The company’s prices for non-skin passed SAE 1006 HRC for December shipments are at $889/tonne cif Haiphong, $890/t cfr Central Vietnam and $892/t cif Ho Chi Minh City. Its prices for SS400 grade HRC are the same as SAE 1006 HRC. The fall in SAE 1006 HRC is $8-9/t and that for SS400 grade HRC is $4/t. Last month, Hoa Phat's SS400 grade HRC prices were $4/t cheaper than SAE 1006 HRC.

Hoa Phat has to lower prices because the market is still weak and needs time to recover, a Vietnamese trader says. But prices are very near the bottom and are likely to rebound if there are no further lockdowns, he adds. Another trader says he is not sure of the market direction. “The price pattern is not clear,” he comments.

The slow market recovery was a reason for the price cut, a source close to Hoa Phat says. But the company's prices are "still quite high" compared to offers for HRC cargoes from Russia and certain Indian mills for the same shipment month, he adds. A Russian mill's offer for SAE 1006 HRC is prevailing at around $850/t cfr Vietnam.  

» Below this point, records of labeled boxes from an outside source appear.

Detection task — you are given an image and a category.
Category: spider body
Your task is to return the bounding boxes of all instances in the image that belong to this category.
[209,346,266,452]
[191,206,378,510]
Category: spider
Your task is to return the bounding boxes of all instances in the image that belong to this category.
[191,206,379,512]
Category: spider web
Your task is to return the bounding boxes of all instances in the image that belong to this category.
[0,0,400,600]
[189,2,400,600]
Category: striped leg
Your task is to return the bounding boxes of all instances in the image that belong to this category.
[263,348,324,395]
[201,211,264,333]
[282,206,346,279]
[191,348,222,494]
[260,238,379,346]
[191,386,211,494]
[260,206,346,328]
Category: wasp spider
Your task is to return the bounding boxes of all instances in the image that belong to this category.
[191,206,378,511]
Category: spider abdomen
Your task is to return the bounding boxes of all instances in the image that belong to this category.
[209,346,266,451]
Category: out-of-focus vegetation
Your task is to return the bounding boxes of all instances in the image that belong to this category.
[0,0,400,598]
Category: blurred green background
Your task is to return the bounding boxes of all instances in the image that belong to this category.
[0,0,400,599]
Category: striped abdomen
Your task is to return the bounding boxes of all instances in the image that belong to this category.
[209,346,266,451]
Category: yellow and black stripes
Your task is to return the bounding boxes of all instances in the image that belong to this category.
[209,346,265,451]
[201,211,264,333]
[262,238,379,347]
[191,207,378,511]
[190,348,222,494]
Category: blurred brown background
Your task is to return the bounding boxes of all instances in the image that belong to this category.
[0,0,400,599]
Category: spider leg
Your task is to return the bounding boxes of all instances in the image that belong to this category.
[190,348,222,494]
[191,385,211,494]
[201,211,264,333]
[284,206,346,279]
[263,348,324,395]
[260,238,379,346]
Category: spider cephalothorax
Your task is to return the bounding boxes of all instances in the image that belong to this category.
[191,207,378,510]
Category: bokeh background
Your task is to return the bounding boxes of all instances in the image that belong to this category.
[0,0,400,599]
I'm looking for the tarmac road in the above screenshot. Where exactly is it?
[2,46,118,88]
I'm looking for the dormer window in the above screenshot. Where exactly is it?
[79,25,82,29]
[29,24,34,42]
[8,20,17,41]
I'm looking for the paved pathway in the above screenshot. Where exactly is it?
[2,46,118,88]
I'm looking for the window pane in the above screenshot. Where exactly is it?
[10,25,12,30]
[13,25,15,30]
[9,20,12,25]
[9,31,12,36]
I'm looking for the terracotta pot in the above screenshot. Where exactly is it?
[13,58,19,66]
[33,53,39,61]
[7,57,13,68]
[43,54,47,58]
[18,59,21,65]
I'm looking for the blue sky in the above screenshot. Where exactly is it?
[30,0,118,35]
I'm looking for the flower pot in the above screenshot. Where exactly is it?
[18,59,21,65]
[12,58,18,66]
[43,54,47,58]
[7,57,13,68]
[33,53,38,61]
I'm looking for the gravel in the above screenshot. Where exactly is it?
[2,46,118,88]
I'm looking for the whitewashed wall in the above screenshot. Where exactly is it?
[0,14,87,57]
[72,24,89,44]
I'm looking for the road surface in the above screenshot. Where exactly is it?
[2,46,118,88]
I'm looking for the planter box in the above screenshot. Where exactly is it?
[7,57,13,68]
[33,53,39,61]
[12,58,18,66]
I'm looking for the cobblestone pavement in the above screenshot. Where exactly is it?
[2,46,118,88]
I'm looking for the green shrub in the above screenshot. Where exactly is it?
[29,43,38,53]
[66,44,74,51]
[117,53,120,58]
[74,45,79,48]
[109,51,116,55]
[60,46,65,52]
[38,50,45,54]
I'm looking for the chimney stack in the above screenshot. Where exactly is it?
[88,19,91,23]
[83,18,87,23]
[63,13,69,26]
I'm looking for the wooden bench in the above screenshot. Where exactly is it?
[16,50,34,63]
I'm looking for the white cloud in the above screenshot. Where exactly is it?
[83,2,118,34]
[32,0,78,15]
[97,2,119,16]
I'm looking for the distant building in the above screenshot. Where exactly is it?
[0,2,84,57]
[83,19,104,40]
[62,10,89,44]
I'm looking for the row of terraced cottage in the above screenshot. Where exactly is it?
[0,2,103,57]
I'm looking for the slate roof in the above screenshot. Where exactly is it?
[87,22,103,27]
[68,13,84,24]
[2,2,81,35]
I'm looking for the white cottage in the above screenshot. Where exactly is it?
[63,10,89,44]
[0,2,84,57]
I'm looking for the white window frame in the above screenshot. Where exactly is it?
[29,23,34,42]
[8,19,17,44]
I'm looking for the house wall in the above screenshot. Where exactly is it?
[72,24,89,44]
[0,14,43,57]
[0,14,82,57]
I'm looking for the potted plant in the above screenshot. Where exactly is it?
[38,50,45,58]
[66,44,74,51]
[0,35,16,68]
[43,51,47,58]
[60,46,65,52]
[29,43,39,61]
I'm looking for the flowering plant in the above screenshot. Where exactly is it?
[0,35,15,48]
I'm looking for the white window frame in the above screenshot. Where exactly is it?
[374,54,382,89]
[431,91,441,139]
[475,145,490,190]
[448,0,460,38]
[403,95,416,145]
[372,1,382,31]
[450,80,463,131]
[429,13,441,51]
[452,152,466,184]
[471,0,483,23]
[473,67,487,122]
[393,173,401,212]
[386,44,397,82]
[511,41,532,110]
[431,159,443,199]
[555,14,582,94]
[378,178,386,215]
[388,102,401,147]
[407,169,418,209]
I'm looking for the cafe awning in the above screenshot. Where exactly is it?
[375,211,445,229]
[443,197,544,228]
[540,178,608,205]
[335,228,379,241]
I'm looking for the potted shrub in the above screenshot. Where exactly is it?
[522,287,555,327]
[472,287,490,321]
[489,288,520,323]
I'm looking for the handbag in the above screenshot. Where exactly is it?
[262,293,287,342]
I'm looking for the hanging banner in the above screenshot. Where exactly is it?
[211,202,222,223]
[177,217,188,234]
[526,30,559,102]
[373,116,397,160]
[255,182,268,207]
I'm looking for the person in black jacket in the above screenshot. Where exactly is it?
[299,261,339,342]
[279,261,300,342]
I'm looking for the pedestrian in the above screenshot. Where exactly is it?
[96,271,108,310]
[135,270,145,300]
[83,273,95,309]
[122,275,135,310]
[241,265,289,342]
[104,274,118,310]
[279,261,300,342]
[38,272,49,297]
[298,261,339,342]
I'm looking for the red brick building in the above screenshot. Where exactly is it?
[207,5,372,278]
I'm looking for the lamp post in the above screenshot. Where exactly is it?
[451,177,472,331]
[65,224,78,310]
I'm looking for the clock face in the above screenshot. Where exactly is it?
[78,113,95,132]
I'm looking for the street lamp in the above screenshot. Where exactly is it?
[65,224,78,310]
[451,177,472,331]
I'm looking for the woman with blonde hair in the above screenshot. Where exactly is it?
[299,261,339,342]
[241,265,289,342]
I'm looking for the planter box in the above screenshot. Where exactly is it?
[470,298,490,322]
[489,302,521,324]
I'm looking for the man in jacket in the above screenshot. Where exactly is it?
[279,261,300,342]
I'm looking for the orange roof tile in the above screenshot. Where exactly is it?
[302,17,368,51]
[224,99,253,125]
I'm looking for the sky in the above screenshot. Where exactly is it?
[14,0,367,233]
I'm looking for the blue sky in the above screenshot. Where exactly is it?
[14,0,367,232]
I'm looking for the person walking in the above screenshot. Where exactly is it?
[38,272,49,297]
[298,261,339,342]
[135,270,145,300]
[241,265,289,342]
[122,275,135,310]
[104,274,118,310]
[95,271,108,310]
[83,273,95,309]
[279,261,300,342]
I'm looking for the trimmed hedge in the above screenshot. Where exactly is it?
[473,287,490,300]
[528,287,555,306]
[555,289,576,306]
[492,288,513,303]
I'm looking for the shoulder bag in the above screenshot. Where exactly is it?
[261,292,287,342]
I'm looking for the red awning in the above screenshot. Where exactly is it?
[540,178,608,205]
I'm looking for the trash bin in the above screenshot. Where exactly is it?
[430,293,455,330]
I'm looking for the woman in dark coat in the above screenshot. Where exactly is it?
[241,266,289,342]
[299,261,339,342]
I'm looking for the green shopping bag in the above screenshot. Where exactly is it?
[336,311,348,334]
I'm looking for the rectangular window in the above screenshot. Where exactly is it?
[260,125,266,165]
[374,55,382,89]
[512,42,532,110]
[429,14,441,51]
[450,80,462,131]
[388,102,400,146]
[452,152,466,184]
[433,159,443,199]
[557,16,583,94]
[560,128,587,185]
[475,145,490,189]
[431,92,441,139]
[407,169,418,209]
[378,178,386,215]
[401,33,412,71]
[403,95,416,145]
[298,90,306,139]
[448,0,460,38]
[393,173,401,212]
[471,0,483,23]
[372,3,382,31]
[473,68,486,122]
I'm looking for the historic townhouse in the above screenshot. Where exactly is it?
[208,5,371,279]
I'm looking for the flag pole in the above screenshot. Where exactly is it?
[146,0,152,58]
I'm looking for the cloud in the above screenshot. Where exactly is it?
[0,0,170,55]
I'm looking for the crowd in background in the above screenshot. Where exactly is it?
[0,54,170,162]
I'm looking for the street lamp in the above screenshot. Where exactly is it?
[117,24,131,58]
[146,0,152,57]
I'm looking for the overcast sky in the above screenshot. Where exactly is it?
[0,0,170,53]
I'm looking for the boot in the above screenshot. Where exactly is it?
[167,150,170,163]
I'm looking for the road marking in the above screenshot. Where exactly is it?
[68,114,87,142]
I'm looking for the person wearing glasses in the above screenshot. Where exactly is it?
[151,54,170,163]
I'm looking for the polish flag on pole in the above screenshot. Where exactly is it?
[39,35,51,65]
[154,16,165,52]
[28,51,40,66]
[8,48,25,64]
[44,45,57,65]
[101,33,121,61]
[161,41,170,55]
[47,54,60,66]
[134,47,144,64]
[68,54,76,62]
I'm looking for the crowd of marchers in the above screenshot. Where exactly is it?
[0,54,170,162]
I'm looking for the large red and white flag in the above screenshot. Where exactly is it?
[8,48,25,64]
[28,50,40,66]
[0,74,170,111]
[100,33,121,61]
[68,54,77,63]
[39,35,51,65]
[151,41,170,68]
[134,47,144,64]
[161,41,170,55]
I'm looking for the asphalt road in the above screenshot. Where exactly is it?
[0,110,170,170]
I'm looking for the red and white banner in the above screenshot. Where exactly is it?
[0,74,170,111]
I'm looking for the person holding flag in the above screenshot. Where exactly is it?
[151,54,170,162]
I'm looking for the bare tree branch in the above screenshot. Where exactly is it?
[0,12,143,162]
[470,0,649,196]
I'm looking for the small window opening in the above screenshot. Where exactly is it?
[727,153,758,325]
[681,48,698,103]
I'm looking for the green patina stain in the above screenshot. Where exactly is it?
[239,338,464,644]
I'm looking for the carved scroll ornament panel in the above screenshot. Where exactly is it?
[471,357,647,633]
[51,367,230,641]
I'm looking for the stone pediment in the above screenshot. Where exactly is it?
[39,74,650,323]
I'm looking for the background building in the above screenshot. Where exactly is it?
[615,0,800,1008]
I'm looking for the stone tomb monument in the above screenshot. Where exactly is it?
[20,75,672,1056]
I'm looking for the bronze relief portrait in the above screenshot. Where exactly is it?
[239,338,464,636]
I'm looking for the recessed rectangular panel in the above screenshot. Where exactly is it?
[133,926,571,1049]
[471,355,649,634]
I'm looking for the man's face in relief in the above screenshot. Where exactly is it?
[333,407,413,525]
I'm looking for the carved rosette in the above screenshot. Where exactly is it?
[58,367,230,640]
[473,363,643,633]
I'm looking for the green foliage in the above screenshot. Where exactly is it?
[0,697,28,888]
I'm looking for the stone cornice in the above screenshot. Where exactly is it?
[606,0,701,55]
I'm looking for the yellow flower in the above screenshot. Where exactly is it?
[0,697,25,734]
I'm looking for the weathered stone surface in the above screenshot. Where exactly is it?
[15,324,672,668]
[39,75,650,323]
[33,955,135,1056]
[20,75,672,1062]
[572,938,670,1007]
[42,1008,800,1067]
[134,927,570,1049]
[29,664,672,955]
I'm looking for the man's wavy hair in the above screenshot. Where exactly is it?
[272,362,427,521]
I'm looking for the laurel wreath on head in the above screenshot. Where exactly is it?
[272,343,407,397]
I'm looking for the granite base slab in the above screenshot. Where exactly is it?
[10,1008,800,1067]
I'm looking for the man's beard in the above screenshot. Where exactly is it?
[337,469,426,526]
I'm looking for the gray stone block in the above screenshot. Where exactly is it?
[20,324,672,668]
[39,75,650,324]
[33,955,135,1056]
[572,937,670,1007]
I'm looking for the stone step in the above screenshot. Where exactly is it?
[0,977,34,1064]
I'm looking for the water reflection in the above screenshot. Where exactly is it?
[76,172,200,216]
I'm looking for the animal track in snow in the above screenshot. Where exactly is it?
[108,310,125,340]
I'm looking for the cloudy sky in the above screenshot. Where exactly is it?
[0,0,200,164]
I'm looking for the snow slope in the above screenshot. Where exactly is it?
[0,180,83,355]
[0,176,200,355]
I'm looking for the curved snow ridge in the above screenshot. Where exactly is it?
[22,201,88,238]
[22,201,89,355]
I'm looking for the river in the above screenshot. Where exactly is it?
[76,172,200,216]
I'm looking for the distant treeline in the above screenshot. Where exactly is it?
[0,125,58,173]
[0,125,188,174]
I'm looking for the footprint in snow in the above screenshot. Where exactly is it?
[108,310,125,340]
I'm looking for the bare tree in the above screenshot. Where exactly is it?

Hoa Phat's latest domestic price for December-shipment HRC is at VND 20,300/kg cif Hai Phong, which is $890/tonne based on an exchange rate of VND 22,860/USD. Last month, its SAE 1006 HRC price for November shipments was VND 20,500/kg and the exchange rate was 22,850. 

Earlier this week, Formosa Ha Tinh announced its offer for non-skin-passed hot rolled SAE 1006 for December shipment at VND 21,010/kg cif Haiphong, down marginally by VND 20/kg from last month.